Iconic San Antonio
We arrived in San Antonio on Friday the 13th and left Friday the 20th, traveling by way of that very Texas institution, Southwest Airlines. When we returned to suburban Chicago, her mother asked Lilly, "How was Texas?"
So it was, but in fact only five to 10 degrees (Fahrenheit) hotter than the Chicago area during the same span of days. Still, that made for a more oppressive heat, near or at 100° F. every day, which took some getting used to, even for me. Such is August in South Texas. Casual visitors, especially lifelong Yankees and Canadians, take note: see San Antonio in October or November or in March or April. Or during winter, for that matter, but take a coat. Hawaii, it's not. For the record, the climate is considered humid subtropical.
Hot or not, I spent a few afternoon hours last Wednesday introducing my daughters to some San Antonio icons. The Alamo, for example, which also counts as a Texas icon and, though out of fashion for now, an American icon. Maybe they'll read about the place later or see pictures of it, or even hear about its non-existent basement, but being there remains a different order of experience, so I took them.
A hot 'n' sweaty experience it was, until we entered the chapel of the Alamo, which has been air conditioned in our time (and has a roof, too, which it didn't have in 1836). Inside the quiet, somber space, we milled around with other people, looking at the various display cases, pieces of art and plaques, some of which are in small sacristy rooms off the main room.

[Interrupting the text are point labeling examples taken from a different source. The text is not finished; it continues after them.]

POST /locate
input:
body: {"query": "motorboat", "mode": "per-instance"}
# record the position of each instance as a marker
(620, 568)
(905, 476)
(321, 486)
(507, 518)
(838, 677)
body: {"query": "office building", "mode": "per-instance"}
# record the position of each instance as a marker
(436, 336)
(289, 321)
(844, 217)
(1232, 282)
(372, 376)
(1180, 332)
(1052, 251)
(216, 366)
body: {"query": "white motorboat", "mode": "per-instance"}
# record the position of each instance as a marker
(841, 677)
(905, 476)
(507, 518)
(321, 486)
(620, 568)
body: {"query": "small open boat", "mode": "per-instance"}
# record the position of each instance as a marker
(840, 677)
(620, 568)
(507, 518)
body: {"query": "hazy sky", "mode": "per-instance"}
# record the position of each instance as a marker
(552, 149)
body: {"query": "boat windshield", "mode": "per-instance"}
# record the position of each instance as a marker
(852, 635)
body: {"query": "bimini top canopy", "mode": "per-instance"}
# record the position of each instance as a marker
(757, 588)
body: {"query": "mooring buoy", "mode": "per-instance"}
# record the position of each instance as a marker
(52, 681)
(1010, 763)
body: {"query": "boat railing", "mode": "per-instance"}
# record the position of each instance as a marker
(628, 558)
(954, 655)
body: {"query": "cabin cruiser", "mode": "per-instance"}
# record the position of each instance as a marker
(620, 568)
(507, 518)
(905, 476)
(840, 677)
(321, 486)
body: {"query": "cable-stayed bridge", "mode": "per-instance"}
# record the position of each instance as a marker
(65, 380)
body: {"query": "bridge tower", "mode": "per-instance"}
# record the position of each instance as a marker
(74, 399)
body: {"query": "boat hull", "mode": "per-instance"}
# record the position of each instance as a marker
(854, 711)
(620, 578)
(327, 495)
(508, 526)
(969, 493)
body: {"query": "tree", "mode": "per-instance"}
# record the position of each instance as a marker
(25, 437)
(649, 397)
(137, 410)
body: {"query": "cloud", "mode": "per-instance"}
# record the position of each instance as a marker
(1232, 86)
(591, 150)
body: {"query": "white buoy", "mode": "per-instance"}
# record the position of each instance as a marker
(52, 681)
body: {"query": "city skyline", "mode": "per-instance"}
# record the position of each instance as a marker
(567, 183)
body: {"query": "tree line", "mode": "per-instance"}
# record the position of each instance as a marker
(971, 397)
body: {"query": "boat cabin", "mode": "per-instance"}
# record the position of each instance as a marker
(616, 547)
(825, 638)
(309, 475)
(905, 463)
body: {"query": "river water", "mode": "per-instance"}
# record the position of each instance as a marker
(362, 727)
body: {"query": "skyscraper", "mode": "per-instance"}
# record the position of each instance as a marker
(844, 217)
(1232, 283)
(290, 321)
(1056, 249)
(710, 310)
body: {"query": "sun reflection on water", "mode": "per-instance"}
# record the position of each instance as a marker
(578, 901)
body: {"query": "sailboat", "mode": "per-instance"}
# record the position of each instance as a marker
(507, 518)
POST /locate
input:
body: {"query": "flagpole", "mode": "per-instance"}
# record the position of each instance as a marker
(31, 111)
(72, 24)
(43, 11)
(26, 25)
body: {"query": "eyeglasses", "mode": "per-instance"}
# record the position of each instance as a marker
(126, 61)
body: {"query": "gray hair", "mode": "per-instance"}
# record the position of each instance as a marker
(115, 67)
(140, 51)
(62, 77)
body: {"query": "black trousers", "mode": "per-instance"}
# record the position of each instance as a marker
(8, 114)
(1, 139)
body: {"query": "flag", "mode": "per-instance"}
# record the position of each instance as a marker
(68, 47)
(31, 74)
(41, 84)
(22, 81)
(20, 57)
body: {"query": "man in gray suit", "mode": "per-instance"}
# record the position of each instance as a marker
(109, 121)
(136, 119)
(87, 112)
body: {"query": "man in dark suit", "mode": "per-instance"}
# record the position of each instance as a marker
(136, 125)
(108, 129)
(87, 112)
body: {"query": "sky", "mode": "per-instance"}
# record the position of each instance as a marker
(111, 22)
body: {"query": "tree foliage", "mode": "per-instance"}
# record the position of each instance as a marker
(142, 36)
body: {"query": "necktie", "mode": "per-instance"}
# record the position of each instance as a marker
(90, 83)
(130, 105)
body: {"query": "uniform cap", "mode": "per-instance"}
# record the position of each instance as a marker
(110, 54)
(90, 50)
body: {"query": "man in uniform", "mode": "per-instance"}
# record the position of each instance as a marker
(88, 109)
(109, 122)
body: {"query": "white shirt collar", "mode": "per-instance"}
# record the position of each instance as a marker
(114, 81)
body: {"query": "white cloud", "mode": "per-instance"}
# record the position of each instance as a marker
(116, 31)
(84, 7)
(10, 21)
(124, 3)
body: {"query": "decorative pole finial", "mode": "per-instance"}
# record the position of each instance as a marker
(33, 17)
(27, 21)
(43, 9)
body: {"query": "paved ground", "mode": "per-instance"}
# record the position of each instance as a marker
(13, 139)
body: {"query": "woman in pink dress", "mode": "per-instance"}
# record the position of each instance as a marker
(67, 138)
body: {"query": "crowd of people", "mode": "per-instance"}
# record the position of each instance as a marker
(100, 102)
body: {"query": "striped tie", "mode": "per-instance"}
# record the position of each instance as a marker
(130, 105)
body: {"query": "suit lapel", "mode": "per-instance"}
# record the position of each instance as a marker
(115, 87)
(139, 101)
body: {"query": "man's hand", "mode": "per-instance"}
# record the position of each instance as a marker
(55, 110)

William Barrett Travis's ring and David Crockett's buckskin vest are among the items to be seen there.
According to the Moon Handbook of Texas, the Daughters of the Republic of Texas, who operate the shrine, "have removed from the north interior wall the large, tacky painting that featured Davy Crockett swinging his flintlock at a mob of Mexican soldiers -- the figure's face was unmistakably John Wayne's." Moon's usually pretty accurate, but I can't remember ever seeing such a painting, which sounds like the artwork for the 1960 movie Dmitri Tiomkin soundtrack. Then again, I've only visited the Alamo sporadically over the years, the last time being in 1993, I think. More poignant than any such painting are the names of the defenders on signs near the rear of the chapel, and the chipping of the walls that might date from the battle.

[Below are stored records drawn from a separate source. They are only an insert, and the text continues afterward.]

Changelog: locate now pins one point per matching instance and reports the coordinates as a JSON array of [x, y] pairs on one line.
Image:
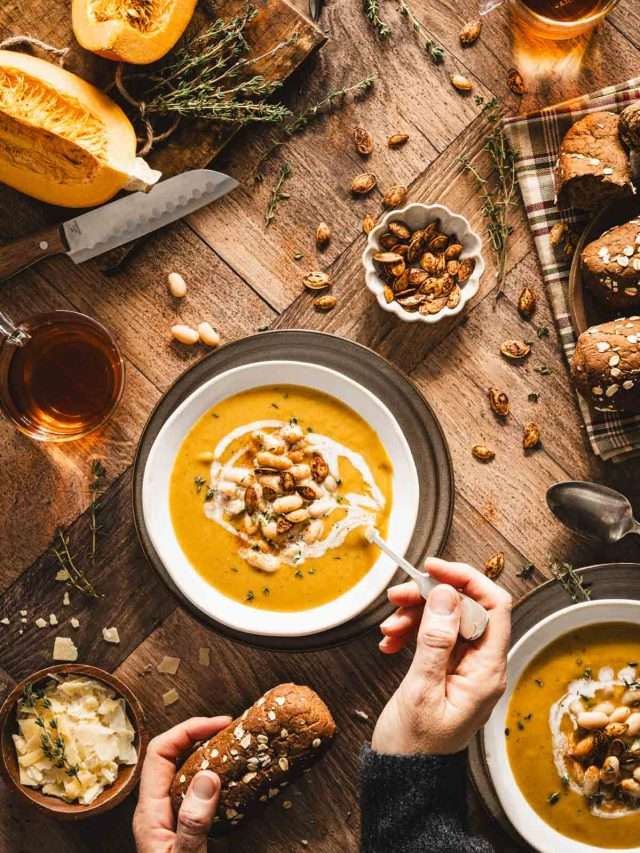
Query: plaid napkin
[[536, 138]]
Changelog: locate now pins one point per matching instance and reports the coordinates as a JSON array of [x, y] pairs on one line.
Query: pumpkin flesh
[[136, 31], [61, 139]]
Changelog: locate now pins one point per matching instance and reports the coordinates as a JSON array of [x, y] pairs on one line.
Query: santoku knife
[[118, 222]]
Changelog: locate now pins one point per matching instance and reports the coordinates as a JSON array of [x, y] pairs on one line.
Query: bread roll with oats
[[277, 738]]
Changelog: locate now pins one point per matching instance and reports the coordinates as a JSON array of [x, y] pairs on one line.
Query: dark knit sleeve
[[415, 804]]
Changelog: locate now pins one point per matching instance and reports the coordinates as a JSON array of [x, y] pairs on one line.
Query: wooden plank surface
[[243, 277]]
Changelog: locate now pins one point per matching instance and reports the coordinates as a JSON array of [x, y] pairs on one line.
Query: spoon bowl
[[593, 510]]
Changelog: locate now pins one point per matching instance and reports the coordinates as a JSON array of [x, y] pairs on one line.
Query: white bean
[[605, 708], [273, 460], [314, 531], [300, 472], [288, 503], [208, 335], [298, 515], [620, 715], [631, 697], [319, 508], [633, 724], [242, 476], [177, 285], [592, 720], [264, 562], [184, 334]]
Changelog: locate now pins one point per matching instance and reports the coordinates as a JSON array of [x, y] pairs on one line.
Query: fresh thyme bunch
[[208, 79]]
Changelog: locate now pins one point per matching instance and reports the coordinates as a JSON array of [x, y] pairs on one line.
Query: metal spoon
[[473, 617], [593, 510]]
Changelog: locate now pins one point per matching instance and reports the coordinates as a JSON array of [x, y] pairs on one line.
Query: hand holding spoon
[[473, 617], [593, 510]]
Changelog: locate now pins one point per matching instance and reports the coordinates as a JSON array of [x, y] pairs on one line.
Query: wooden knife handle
[[23, 253]]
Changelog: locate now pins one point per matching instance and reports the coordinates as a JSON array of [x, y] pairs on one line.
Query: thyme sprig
[[372, 13], [308, 115], [570, 581], [51, 741], [277, 195], [435, 51], [499, 199]]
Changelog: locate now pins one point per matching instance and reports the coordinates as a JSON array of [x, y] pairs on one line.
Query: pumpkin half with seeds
[[137, 31], [61, 139]]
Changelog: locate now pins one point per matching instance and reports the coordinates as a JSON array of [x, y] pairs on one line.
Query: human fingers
[[196, 813], [160, 763], [437, 636]]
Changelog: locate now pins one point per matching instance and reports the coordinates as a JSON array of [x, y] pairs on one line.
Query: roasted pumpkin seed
[[395, 196], [515, 350], [363, 141], [530, 436], [494, 566], [364, 183], [498, 401], [470, 33], [527, 303], [397, 140], [317, 281], [324, 303], [482, 453]]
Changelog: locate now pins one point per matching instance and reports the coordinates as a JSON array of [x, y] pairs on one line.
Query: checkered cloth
[[536, 139]]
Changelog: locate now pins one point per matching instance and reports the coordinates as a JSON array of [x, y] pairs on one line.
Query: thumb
[[196, 813], [437, 635]]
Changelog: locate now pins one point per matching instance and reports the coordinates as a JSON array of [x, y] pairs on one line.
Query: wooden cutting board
[[195, 143]]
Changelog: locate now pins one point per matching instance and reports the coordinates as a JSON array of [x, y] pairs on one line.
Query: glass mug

We passed a few good minutes in the chapel, and then a few less pleasant minutes in the gift shop, since Ann hasn't quite outgrown her little-kid pestering when it comes to retail spots. Outside the gift shop we returned to the hot 'n' sweaty experience, and it was all I could do to keep Lilly and Ann seated (in the shade -- still hot) to listen to a short talk about the siege of the Alamo by a costumed interpreter whose opinions on the subject I didn't entirely share, but who wasn't outrageously revisionist (along the lines of how dare those people not live up to modern standards).
We hurried through the Long Barracks at Lilly's insistence, even though that structure is also air conditioned and contains some fine exhibits. As it should, since the Long Barracks saw some of the fiercest fighting on the last day of the siege. Still, I managed to take a few more pictures of the grounds of the Alamo. Such as one of the enormous live oak (about 100 years old, it seems) shading the entrance to the Long Barracks, and a sizable cactus of indeterminate age near the chapel.
Who knows, maybe my daughters will actually remember the Alamo.